Além dos desvios da prefeitura, ele afirma ter levantado cerca de R$ 10 milhões junto a agiotas para as campanhas dos Vital do Rêgo.

Diz ainda ter feito entregas também ao irmão do ministro, o deputado federal Veneziano Vital do Rêgo (PMDB-PB), e a firmas que atuavam nas campanhas da família. Os dois negam as acusações.

No TCU, Vital será um dos nove ministros a analisar as contas de 2014 da presidente Dilma Rousseff. Se rejeitadas, elas podem abrir caminho para um processo de impeachment no Congresso.

Na sede da empreiteira JGR registrada na Receita Federal funciona um escritório de contabilidade que atende diversas outras firmas. A empreiteira, porém, não tem funcionário ou maquinário lá.

A JGR, segundo Rennan Farias, foi usada para desviar recursos do município à campanha ao Senado do atual ministro do TCU Vital do Rêgo.

A empreiteira recebeu R$ 10,3 milhões da prefeitura. Segundo o escritório, os proprietários da JGR não são localizados há anos pelos próprios contadores, que tentam receber uma dívida antiga.

Outro endereço indicado em documentos da prefeitura é uma sala desativada há anos. Em outros dois endereços atribuídos à JGR estão um ambulatório e outro escritório de contabilidade.

A Folha tentou localizar em João Pessoa (PB) o homem que aparece nos documentos como dono da JGR, o comerciante Gilson Gonçalves da Silva. No endereço que ele apresentou à Junta Comercial como sua residência há um salão de beleza. A dona afirmou que um Gilson Silva trabalhou no local anos atrás, mas num quiosque que ficava na frente do imóvel, vendendo salgadinhos.

A reportagem localizou o empresário Eduardo Victor, dono da Compecc, firma que, segundo Rennan Farias, era destinatária dos cheques emitidos pela prefeitura.
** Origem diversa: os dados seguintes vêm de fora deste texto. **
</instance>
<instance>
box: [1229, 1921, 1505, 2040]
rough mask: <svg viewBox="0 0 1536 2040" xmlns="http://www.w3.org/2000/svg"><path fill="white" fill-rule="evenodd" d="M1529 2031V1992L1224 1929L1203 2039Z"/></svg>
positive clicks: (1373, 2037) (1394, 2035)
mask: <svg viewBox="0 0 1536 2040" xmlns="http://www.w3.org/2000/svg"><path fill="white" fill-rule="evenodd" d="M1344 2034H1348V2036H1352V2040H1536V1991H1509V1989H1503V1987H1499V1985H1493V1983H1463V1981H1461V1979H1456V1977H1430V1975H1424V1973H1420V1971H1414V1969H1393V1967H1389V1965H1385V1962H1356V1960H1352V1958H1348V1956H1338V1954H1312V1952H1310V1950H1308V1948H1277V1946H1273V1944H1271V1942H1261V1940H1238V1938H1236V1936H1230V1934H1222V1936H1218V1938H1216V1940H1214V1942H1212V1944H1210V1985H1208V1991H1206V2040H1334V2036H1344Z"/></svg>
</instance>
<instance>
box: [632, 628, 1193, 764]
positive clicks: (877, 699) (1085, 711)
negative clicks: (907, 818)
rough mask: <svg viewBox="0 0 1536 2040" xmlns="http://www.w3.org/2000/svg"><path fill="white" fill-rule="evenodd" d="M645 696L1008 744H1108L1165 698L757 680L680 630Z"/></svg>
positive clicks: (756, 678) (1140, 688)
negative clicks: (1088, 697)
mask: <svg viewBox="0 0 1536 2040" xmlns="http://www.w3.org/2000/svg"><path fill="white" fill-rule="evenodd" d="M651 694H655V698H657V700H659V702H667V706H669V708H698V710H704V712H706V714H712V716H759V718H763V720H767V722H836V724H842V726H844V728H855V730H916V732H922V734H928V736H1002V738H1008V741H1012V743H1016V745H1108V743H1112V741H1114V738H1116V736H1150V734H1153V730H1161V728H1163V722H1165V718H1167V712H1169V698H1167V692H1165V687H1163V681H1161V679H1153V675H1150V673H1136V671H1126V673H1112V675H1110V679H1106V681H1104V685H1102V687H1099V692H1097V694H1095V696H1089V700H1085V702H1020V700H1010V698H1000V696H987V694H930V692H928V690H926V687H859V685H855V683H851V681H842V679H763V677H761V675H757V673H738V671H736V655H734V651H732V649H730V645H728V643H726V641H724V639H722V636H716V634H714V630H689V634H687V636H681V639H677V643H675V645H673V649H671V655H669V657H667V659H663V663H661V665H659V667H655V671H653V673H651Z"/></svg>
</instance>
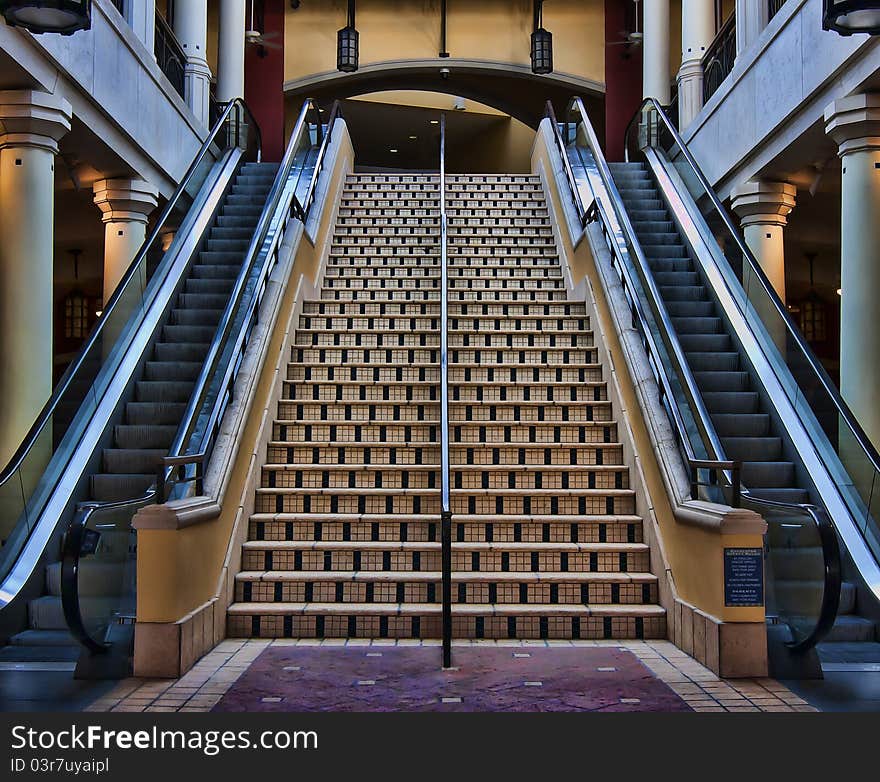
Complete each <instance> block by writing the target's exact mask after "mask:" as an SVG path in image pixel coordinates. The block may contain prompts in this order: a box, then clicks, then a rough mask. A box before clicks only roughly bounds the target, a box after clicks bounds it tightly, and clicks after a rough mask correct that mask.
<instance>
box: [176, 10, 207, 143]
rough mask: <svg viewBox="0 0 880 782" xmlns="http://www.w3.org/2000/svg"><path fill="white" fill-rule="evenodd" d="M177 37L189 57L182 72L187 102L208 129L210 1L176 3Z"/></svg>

Eduardo Victor negou o repasse de dinheiro e que sua empresa controle a JGR. Disse ter alugado “equipamentos” para a JGR. Segundo ele, Gilson Silva foi funcionário da Compecc “por uns cinco anos”. Victor diz ser amigo do ministro Vital do Rêgo.

Os balanços contábeis da JGR mostram um lucro líquido de 95% da receita total de 2009, ano em que fechou o contrato com a prefeitura. A empresa informou ter recebido R$ 1,67 milhão (86% provenientes da prefeitura), mas gastou apenas R$ 76 mil. O balanço de 2010 não está arquivado na Junta Comercial.

Documentação obtida pela Folha mostra que a JGR foi aberta, com outra denominação, pelo mesmo servidor da Prefeitura de Campina Grande, Roberto Carlos Cantalice de Medeiros, que posteriormente foi o responsável, na Secretaria de Obras, por “todo o processo de empenho” das obras denunciadas por Rennan Farias. Medeiros diz não ter feito nenhum contrato com a prefeitura até vender sua parte na JGR, por volta de 2007.